The Fed wants to bring inflation back down to its target rate of 2.00 percent.

So, stock prices must decline, given the plan of the Federal Reserve, to stop inflation.

This is the model that the Fed is working from.

So, we need to keep our eyes on the size of the Fed’s securities portfolio.

Right now, the Fed seems to be pretty well on target.

So, where do we go from here?

The Future

If the Fed is able to carry out its plan of creating a “negative” wealth effect, a situation in which stock prices are falling and consumer wealth is also falling, then the Fed will be on path toward achieving its goal.
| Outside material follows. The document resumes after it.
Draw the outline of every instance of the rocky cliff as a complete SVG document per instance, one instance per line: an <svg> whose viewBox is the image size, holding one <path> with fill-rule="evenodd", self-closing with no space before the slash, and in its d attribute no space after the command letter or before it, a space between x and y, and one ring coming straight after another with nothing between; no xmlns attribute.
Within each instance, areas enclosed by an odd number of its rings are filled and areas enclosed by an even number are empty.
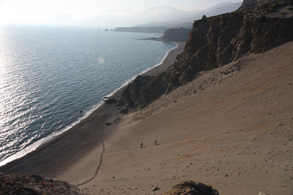
<svg viewBox="0 0 293 195"><path fill-rule="evenodd" d="M281 3L280 6L292 7L289 0L276 2ZM259 7L257 11L251 8L194 21L185 50L177 56L174 64L155 77L137 77L123 92L122 103L140 109L164 93L191 80L200 71L292 40L293 18L266 16L267 10L274 11L270 6L268 4Z"/></svg>
<svg viewBox="0 0 293 195"><path fill-rule="evenodd" d="M159 39L167 41L186 42L188 39L189 28L171 28L167 29Z"/></svg>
That is, the stock market must decline, and must decline for some extended period of time.

That is how this “new” Federal Reserve policy works.

Will the Fed break from this goal?

Well, we shall see how the Fed responds to a stock market that is dropping relatively strongly.

Can the Fed keep up its stance if the stock market “tanks”?

Just how much of a decline can the Fed really tolerate?

Yes, expect the Federal Reserve to raise its policy rate of interest by 75 basis points in November and by at least another 50 basis points in December.

But, watch the securities portfolio. The securities portfolio is really the foundation of the Fed’s focus at the present time.